Also ganz ehrlich, alleine die Vorsilbe "Mit-" drückt etwas völlig anderes, ja auf irgendeiner - vielleicht auch ungewohnter - Ebene integrierendes aus!!!

Das Wort "Mit" kann aber auch tatsächlich ausschließend verstanden werden. Ich erinnere mich, dass vor einigen Jahren manche Medien und Politiker von "jüdischen Mitbürgern" sprachen, weil sie das Wort "Jude" vermeiden wollten. Das wurde damals von jüdischen Verbänden als sprachliche Grenze verstanden, weil sie nicht nur "Mitbürger" zur Mehrheitsgesellschaft sind, sondern vollwertige "Bürger" der Gesellschaft.

Das betrachte ich als falsch. Mitglieder, Mitbürger, Mitarbeiter. Das ist einschließend.

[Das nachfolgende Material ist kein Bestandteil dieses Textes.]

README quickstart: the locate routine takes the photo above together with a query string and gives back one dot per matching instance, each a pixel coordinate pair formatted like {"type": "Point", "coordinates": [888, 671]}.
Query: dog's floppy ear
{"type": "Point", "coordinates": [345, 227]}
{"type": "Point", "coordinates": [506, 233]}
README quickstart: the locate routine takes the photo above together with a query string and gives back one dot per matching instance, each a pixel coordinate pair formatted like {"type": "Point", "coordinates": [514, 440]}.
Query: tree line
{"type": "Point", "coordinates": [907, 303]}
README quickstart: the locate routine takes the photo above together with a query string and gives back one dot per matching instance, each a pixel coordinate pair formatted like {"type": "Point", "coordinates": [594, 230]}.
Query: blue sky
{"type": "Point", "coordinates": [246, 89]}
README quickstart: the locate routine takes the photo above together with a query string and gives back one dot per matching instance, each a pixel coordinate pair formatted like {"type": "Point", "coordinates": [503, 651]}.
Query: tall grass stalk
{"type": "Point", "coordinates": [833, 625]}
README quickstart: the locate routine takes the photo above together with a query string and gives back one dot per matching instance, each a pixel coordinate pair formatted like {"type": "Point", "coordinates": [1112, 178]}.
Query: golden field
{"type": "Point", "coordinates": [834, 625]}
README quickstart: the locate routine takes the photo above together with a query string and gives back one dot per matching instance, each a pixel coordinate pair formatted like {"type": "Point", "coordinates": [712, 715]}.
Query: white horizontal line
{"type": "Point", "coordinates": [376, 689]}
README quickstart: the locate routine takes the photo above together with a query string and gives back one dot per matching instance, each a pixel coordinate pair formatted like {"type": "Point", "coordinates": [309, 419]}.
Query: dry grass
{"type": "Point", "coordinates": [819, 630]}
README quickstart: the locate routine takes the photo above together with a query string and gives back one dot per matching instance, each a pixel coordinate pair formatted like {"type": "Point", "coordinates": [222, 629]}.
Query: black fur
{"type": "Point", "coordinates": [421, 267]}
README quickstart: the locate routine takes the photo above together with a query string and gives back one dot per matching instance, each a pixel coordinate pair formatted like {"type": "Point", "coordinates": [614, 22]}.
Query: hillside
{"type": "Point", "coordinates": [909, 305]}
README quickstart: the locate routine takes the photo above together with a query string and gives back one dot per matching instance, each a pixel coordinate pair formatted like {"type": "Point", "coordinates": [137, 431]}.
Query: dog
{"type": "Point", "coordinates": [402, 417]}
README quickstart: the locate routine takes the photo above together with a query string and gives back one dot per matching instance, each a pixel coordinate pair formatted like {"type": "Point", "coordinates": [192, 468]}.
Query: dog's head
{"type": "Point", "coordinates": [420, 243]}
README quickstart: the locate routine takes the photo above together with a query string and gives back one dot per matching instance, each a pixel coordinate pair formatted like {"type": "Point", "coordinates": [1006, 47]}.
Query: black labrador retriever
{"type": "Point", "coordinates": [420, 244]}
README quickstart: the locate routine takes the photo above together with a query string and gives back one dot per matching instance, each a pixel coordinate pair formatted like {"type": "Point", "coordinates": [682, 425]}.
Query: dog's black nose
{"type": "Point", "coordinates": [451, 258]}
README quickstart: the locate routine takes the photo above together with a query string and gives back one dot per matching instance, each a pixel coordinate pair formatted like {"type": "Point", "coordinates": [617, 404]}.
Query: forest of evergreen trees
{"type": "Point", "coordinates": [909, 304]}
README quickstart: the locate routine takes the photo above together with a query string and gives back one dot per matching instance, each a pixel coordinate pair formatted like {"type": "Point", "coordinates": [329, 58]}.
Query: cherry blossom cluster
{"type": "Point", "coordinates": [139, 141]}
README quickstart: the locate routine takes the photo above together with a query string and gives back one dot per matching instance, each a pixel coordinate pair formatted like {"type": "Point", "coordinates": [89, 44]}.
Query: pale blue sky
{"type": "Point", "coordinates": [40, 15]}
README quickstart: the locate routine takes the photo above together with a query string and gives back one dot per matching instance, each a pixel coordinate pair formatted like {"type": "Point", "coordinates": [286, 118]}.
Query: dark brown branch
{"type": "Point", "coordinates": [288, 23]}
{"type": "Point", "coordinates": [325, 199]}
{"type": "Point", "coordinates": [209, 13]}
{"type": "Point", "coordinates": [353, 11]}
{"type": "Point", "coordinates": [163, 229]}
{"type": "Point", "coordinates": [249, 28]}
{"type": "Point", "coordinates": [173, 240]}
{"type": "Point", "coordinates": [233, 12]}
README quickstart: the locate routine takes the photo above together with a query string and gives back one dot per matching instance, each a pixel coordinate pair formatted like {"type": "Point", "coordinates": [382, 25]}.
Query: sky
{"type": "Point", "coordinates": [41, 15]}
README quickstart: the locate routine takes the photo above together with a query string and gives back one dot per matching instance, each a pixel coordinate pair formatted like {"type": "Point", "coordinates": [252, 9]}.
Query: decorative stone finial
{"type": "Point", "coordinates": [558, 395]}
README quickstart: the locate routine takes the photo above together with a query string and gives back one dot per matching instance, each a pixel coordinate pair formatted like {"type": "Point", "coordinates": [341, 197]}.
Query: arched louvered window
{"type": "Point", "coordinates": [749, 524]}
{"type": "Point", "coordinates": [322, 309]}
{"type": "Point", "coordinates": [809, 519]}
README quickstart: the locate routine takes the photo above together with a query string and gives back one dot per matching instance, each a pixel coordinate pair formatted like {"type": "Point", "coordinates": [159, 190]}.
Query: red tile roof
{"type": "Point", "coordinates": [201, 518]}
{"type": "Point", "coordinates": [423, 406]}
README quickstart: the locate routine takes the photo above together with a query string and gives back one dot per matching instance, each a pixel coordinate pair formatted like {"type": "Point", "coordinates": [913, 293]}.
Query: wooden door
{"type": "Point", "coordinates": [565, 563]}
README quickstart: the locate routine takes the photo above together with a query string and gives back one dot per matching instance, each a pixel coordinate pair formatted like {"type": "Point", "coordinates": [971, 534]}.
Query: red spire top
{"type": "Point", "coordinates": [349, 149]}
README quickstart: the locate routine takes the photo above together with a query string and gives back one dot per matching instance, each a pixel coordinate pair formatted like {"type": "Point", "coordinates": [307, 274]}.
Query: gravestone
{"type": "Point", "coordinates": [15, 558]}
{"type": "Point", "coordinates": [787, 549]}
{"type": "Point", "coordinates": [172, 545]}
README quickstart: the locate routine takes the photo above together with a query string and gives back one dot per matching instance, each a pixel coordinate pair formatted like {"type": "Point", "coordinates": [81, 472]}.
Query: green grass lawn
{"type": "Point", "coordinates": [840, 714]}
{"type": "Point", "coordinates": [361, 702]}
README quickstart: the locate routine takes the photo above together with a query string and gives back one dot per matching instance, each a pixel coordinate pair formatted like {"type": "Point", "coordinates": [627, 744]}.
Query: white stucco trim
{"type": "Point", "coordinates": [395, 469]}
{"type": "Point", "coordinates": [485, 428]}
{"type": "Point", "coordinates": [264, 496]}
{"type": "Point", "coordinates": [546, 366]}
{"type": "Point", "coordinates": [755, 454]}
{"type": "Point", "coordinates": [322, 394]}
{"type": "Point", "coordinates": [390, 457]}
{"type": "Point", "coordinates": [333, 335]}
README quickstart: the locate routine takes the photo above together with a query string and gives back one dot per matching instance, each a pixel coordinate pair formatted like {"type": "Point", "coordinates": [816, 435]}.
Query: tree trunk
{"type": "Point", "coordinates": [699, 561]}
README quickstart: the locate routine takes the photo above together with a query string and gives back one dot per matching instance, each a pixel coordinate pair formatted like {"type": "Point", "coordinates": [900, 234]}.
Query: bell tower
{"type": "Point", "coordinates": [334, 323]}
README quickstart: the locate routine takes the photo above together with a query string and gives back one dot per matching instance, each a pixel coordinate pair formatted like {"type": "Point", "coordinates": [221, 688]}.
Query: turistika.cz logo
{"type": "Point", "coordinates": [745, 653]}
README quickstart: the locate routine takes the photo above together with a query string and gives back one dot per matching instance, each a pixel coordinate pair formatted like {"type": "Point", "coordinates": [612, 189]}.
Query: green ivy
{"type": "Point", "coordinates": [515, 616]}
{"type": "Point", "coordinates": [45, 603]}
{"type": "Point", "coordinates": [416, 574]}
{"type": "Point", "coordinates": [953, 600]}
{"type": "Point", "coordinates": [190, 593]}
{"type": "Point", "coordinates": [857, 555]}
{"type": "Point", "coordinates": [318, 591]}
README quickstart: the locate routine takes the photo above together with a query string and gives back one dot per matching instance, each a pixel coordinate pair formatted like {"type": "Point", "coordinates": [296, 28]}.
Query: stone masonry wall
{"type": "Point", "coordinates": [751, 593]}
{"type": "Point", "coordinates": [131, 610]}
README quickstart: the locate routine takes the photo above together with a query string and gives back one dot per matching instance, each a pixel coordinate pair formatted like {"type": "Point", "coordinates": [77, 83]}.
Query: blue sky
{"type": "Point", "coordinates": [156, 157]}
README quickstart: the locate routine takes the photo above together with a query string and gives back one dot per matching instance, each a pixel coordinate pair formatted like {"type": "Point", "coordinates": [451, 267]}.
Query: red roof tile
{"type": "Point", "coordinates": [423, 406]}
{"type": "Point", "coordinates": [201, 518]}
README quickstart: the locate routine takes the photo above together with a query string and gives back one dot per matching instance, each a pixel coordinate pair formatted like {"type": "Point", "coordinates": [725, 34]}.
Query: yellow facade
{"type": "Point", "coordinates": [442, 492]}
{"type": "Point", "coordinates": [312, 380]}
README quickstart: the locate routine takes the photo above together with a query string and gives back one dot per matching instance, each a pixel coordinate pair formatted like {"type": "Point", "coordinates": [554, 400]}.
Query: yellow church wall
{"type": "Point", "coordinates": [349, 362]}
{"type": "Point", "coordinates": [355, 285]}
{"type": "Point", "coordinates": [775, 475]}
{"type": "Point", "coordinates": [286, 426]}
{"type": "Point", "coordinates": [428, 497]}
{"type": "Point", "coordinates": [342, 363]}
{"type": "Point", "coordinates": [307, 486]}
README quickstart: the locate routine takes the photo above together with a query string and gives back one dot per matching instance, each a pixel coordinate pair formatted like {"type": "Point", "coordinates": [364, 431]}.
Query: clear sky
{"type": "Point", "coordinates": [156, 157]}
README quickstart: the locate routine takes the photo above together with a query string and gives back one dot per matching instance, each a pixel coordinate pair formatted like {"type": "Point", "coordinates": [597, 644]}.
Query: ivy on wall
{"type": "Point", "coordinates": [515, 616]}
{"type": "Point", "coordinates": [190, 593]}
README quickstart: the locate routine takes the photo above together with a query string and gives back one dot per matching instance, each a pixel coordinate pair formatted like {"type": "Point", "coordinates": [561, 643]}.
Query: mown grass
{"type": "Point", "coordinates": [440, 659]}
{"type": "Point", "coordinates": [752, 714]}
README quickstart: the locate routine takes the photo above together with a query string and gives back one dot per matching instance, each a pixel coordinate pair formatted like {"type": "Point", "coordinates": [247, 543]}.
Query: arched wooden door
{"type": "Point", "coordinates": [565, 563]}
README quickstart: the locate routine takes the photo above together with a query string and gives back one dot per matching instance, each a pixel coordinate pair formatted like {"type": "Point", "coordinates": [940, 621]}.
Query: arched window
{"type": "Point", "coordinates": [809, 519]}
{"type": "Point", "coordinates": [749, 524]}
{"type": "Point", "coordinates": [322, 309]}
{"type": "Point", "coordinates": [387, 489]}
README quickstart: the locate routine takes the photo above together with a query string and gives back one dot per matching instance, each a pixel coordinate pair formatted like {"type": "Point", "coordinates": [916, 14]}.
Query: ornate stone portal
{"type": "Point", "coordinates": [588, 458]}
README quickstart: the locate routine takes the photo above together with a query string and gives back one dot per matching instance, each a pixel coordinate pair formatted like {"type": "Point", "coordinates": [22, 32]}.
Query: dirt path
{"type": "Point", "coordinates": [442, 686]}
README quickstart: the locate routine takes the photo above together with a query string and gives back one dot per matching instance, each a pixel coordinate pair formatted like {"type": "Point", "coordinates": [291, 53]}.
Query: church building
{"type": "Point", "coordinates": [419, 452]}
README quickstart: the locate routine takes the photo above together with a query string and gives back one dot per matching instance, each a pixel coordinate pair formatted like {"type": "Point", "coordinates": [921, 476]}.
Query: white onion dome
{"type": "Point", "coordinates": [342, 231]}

Jüdische Mitbürger ist a eine Umschreibung und b bildet es eine kleine Gruppe in einer großen Gruppe. Aber das ist lediglich eine Differenzierung und kein Ausschluss. Wenn ich sage katholische Mitbürger wird das auch niemand als Ausschluss betrachten. Es differenziert nur eine religiöse Gruppe.
Aber heute fühlt sich wohl jeder irgendwie ausgeschlossen. Trend?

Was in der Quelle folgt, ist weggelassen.